How to Counter Your Vulnerabilities
Every organization is at risk of falling victim to costly acts of fraud. It makes no difference if the organization operates for profit or as a nonprofit. Nonprofits, though, have some common characteristics that can make them particularly susceptible to such schemes. Fortunately, you can help combat the risks to your nonprofit by implementing some simple controls.
Nonprofits tend to operate in a culture of trust and rapport, and that’s one reason that they’re attractive targets for fraud perpetrators. Organizations are often founded by a handful of passionate and idealistic volunteers and develop over time into a team with tighter relationships than typically seen in many for-profit businesses. As a result, management of these organizations may not feel the need for antifraud controls, or find it hard to ask tough questions in the face of signs of fraud.

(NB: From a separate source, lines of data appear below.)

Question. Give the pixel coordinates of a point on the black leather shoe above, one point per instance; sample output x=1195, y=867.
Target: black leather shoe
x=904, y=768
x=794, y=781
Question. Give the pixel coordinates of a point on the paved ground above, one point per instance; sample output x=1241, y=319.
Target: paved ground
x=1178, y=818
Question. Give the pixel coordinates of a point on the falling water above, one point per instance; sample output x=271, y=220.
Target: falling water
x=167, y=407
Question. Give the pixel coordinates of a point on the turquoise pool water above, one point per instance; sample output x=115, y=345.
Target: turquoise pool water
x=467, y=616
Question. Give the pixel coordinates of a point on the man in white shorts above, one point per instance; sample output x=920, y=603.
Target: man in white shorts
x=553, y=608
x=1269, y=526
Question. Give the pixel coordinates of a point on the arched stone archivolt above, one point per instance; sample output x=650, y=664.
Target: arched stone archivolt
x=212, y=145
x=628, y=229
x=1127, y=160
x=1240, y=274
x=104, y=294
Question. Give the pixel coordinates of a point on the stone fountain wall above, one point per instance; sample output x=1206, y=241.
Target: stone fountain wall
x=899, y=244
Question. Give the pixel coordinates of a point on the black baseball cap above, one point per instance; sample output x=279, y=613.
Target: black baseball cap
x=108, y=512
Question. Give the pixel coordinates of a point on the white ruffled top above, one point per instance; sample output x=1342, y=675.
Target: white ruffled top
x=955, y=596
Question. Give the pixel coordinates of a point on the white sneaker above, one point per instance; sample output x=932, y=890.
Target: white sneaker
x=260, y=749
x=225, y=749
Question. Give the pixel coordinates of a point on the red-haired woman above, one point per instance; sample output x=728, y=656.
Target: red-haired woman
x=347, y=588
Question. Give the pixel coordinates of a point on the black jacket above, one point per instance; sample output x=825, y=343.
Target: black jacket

Similarly, many nonprofits place significant control in the hands of a limited number of people, for example, the founder, CEO and executive director. This is a risk even in an organization with some internal controls because these powerful individuals can simply bypass or override the controls, with their lower level staff too intimidated to intervene.

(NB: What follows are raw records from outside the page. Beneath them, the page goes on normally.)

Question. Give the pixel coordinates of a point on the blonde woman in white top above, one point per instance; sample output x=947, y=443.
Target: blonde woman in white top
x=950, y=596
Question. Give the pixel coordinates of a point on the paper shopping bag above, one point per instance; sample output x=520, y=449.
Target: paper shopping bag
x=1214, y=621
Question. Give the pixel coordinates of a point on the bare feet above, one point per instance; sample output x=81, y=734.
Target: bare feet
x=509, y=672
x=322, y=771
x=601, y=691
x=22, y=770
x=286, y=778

Nonprofits that have a lot of cash on hand, either in the office or at remote events, also can run into fraud problems. Cash has a way of disappearing into people’s pockets, especially at events held without proper accounting procedures to create a paper trail, with items consisting of numbered tickets, receipts and similar records.
These aren’t the only factors that make nonprofits so vulnerable to fraud. High turnover (in staff, volunteers and board members), and a heavy reliance on volunteers and limited resources also contribute.
Internal controls in the form of strong policies, procedures and governance are a must for every nonprofit, regardless of its size. Proper controls can help deter and detect fraud.
Perhaps the most critical control is the segregation of duties. A single employee should never be responsible for collecting, recording, reconciling and depositing cash receipts. Segregating duties can be a challenge for smaller nonprofits. However, at the very least, the duties of handling and reconciling funds should involve one individual authorizing payments and another receiving and distributing funds. A third party should receive and review bank statements. If a nonprofit lacks the manpower, it should consider using board members or outside advisors.
Nonprofits should also conduct background checks on their board members, employees, volunteers and anyone else who might handle cash. The checks should encompass credit history, references and criminal history and be updated periodically. Keeping a would be perp out of the organization is well worth the upfront cost of such checks.
Governance also plays a role in deterring and detecting fraud. An organization’s board of directors should perform proper oversight by naming qualified individuals to independent finance and audit committees. It should also set an antifraud tone by developing and then enforcing policies on matters such as conflicts of interest and the treatment of whistleblowers.
In addition, the board or management should make an anonymous fraud hotline available for employees, volunteers, vendors and clients. The Association of Certified Fraud Examiners has consistently found that tips are the most common and low cost detection method for occupational fraud. It’s best if tips are reported to the board or one of its committees, rather than management.
Finally, an organization should formally educate its employees about fraud. The nonprofit should provide training on: anti-fraud policies, red flags that could signal fraud and how the hotline works. Board members and volunteers with financial responsibilities should receive the training as well.
An Ounce of Prevention
You can’t prevent all fraud. No organization can, but, you can reduce the risk of substantial fraud losses by recognizing your vulnerabilities and taking appropriate steps to mitigate them, and to investigate thoroughly when fraud is suspected. Choosing to ignore fraud and instead just hope for the best may result in suffering both financial and reputational damage.
Sidebar: Understanding the Fraud Triangle
According to the Association of Certified Fraud Examiners, U.S. organizations lose about 5% of annual revenue to occupational fraud. Experts say occupational fraud is more likely to take place when three conditions are present — motive, rationalization and opportunity.
Motive. The motive leg is sometimes referred to as “pressure.” The perpetrator has some motive for the fraud, and it often comes in the form of pressure, such as pressure to meet organizational goals. Motive can also be personal, including the need to pay off debt.
Rationalization. Perpetrators are capable of justifying their dishonesty. Fraudsters might rationalize that they’ll pay the organization back eventually or that they deserve stolen assets because they’re underpaid.
Opportunity. Opportunity is the leg of the fraud triangle that employers can most control. Perpetrators take advantage of opportunities that they think will allow them to get away with their actions. Weak internal controls, poor management oversight and ineffective audits can all present opportunities for fraud.